What Interviewer Expects

  • Understanding of declarative Infrastructure as Code versus imperative scripting
  • Awareness of the plan-then-apply workflow as a safety mechanism
  • Mention of the state file and its role in tracking managed resources
  • Knowledge that Terraform is provider-agnostic across multiple clouds

Common Mistakes

  • Confusing Terraform with a configuration-management tool like Ansible
  • Forgetting the importance of reviewing the plan output before applying
  • Not understanding what the state file is used for
  • Assuming Terraform only works with a single cloud provider

Best Answer (HR Friendly)

Terraform is a tool that lets you describe the infrastructure you want — servers, networks, databases — in a configuration file, and it figures out exactly what needs to be created or changed to make that a reality, showing you a preview before it touches anything.

Code Example

Basic Terraform resource and workflow
resource "aws_instance" "web" {
  ami           = "ami-0abcdef1234567890"
  instance_type = "t3.micro"
  tags = {
    Name = "web-server"
  }
}

# Workflow:
terraform init
terraform plan
terraform apply

Follow-up Questions

  • What is the Terraform state file used for?
  • How does terraform plan differ from terraform apply?
  • How would you manage Terraform state for a team, not just one engineer?
  • What happens if someone manually changes infrastructure outside Terraform?

MCQ Practice

1. What does the "terraform plan" command do?

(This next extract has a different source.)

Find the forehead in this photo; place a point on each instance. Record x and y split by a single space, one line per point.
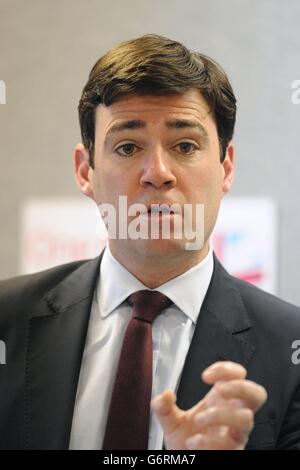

terraform plan previews the exact changes needed to reach the desired state, before anything is applied.

2. What is the purpose of Terraform’s state file?

The state file records what Terraform manages so it can compute the difference between desired and actual infrastructure.

3. Is Terraform limited to a single cloud provider?

Terraform uses a plugin-based provider model that works across AWS, Azure, GCP, and many other platforms.

Flash Cards

What is Terraform?An open-source Infrastructure as Code tool for declaratively managing cloud resources.

What does terraform plan do?Previews exactly what will be created, changed, or destroyed before applying anything.

What is the Terraform state file?A record of the real-world resources Terraform currently manages, used to detect drift.

Is Terraform tied to one cloud provider?No, it is provider-agnostic and supports many clouds through plugins.